- Relator(a)
- Ministro Reynaldo Soares da Fonseca
- Órgão julgador
- Quinta Turma
- Data do julgamento
- 26/09/2017
- Data de publicação
- 02/10/2017
STJ – Acórdão, Rel. Ministro Reynaldo Soares da Fonseca, Quinta Turma, j. 26/09/2017, p. 02/10/2017
RECURSO ORDINÁRIO EM HABEAS CORPUS. DUPLO HOMICÍDIO QUALIFICADO TENTADO. PRISÃO PREVENTIVA MANTIDA NA PRONÚNCIA (ART. 413, § 3º, DO CPP).
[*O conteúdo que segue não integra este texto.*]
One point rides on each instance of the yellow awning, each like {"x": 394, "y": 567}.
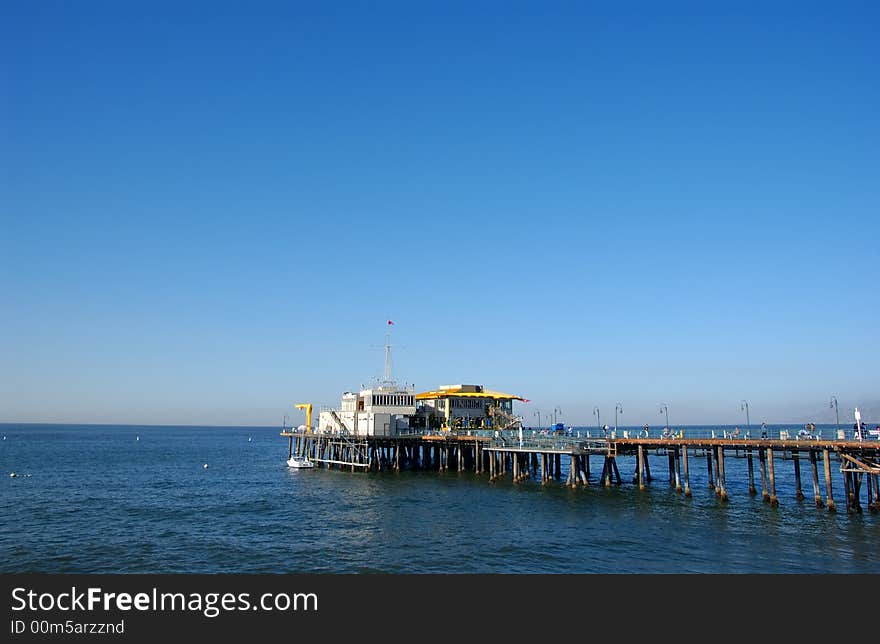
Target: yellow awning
{"x": 452, "y": 393}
FUNDAMENTAÇÃO. MODUS OPERANDI. RISCO DE REITERAÇÃO. TEMOR DAS VÍTIMAS. AUSÊNCIA DE CONSTRANGIMENTO ILEGAL. RECURSO IMPROVIDO. 1. Para a decretação da prisão preventiva é indispensável a demonstração da existência da prova da materialidade do crime e a presença de indícios suficientes da autoria. Exige-se, mesmo que a decisão esteja pautada em lastro probatório, que se ajuste às hipóteses excepcionais da norma em abstrato (art. 312 do CPP), demonstrada, ainda, a imprescindibilidade da medida. Precedentes do STF e STJ. 2. Caso em que a segregação cautelar foi mantida em razão da periculosidade do recorrente, evidenciada pelo modus operandi do crime - as vítimas, um casal, foram agredidas por quatro homens grandes e fortes, sofreram sérias lesões com socos e chutes, tiveram os dentes quebrados, uma delas inclusive ficou com a visão prejudicada. Além disso, o ora recorrente, embora primário, possui anotações em sua folha de antecedentes, o que denota o risco de reiteração em ações criminosas violentas. 3. A medida mostra-se necessária também para resguardar a instrução criminal em razão do temor causado às vítimas - uma chegou a desmaiar por ocasião do reconhecimento dos acusados e o irmão da outra foi atacado pelos acusados, que ainda debocharam dele e, em outro momento, o agrediram fisicamente, deixando-o muito machucado. Prisão preventiva justificada, nos termos do art. 312 do Código de Processo Penal. Precedentes. 4. Recurso ordinário em habeas corpus a que se nega provimento. (RHC n. 88.319/RJ, relator Ministro Reynaldo Soares da Fonseca, Quinta Turma, julgado em 26/9/2017, DJe de 2/10/2017.)